Après s'être informé de la santé et des projets de voyage de mon très-gracieux Maitre, et m'avoir dit combien il se réjouissait de revoir cet été Sa Majesté la Reine à Ischl, l'Empereur m'a congédié. L'audience avait duré une demi-heure environ. J'ai eu ensuite l'honneur d'être reçu par l'archiduc Henri, l'archiduc Albert et madame l'archiduchesse Hildegarde, et d'être invité à dîner avec l'Empereur, qui a de nouveau daigné s'entretenir avec moi et s'est montré fort gracieux à mon égard. Sa Majesté a parlé surtout de la famille impériale de Russie et du jugement extrêmement favorable que l'empereur Nicolas a porté sur l'armée de Votre Majesté Royale; à ce propos Elle a dit avec chaleur que l'impétuosité de la cavalerie prussienne et hongroise, qui avait provoqué les critiques de l'empereur de Russie, Lui plaisait mieux que la lenteur des mouvements de la cavalerie russe.

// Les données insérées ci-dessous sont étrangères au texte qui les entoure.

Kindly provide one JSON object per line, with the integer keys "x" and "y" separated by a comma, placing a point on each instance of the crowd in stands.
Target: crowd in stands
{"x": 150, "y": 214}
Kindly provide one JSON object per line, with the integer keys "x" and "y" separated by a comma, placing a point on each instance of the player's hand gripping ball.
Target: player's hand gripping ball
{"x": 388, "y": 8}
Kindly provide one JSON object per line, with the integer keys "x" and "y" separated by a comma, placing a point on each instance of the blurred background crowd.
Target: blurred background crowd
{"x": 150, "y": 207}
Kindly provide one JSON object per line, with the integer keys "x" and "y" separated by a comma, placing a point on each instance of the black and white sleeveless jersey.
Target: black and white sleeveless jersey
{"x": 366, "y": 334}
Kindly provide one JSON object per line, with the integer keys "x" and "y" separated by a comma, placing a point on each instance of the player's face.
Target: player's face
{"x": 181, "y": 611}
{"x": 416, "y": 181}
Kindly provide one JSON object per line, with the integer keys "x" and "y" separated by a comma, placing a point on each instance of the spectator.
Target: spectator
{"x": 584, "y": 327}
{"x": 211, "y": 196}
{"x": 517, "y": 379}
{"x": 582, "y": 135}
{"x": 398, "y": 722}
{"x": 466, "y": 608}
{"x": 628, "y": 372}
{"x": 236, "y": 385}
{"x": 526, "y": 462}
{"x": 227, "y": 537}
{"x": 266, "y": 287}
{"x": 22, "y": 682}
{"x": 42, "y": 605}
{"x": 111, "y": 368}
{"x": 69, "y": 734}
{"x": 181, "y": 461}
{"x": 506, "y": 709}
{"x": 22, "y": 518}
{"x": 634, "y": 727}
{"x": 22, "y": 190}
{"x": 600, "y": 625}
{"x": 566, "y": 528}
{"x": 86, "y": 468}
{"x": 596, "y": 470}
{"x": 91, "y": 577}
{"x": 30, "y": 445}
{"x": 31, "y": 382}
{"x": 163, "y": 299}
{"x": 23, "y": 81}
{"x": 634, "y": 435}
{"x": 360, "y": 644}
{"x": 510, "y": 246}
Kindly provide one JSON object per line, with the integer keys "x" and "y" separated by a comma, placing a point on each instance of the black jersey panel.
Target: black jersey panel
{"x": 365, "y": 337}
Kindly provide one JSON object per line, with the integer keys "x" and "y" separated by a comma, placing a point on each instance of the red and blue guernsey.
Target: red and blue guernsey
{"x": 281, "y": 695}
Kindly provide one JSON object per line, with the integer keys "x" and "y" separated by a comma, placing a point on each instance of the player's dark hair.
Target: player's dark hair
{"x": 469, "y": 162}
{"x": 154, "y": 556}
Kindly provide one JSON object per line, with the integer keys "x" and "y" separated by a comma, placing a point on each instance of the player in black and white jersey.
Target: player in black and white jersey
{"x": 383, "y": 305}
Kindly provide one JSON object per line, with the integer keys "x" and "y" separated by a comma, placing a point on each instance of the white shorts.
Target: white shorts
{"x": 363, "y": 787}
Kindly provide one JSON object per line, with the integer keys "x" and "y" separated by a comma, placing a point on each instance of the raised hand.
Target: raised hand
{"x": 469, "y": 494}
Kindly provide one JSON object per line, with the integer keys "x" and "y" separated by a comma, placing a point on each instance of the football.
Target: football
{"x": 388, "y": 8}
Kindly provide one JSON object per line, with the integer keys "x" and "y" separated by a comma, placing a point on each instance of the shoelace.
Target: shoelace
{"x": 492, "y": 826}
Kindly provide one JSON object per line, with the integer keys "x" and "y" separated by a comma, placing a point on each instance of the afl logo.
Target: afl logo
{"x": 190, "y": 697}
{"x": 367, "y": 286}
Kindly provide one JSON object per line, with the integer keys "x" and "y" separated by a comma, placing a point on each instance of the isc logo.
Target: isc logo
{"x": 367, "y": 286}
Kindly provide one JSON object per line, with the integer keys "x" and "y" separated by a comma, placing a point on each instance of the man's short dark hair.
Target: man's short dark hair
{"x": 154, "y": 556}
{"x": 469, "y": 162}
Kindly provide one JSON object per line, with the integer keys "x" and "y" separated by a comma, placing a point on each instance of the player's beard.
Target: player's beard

Le soir, j'ai eu l'honneur d'être invité à une partie de campagne que la cour projetait; le but de l'excursion était un endroit de la montagne voisine qu'on nomme la « belle bergerie ». Ce nom vient d'une légende qui raconte que jadis le roi Mathias Corvin y avait honoré de son attention une belle bergère..... »

25. Rapport sur la crise du Zollverein.

15 juillet 1852. (Envoi d'un exemplaire du journal officiel de Nassau, du 15 juillet, dont l'article de fond traite la « question douanière ».) « Votre Excellence verra par cet article à quelles fâcheuses interprétations a donné lieu l'article publié par la Gazette de Spener sur l'attitude du gouvernement royal dans la question douanière. L'article en question a été reproduit par presque tous les journaux de l'Allemagne du Sud, et n'a pas peu contribué à propager l'espérance que nous céderons. De mon côté, j'ai déjà fait le nécessaire pour éclairer le public de l'Allemagne du Sud sur le véritable état des choses; cependant il serait peut-être fort à souhaiter que cet article fût démenti par une feuille dont les attaches avec le gouvernement soient hors de doute. A cet égard, je ne puis que laisser ce soin à Votre Excellence. Me trouvant hier à Wiesbaden, où j'ai été présenter mes hommages au roi des Belges Léopold, j'ai pu me renseigner, par les connaissances que j'ai dans la ville, sur les sentiments de la population de Nassau et de HesseDarmstadt, et surtout des industriels et des commerçants. Tout le monde s'accorde à considérer la sortie de l'Allemagne du Sud du Zollverein comme le plus grand malheur qui puisse frapper la prospérité et le commerce. En même temps on persiste dans la conviction que les gouvernements de l'Allemagne du Sud n'en viendront pas à cette extrémité quand ils seront persuadés de l'inébranlable fermeté du gouvernement royal.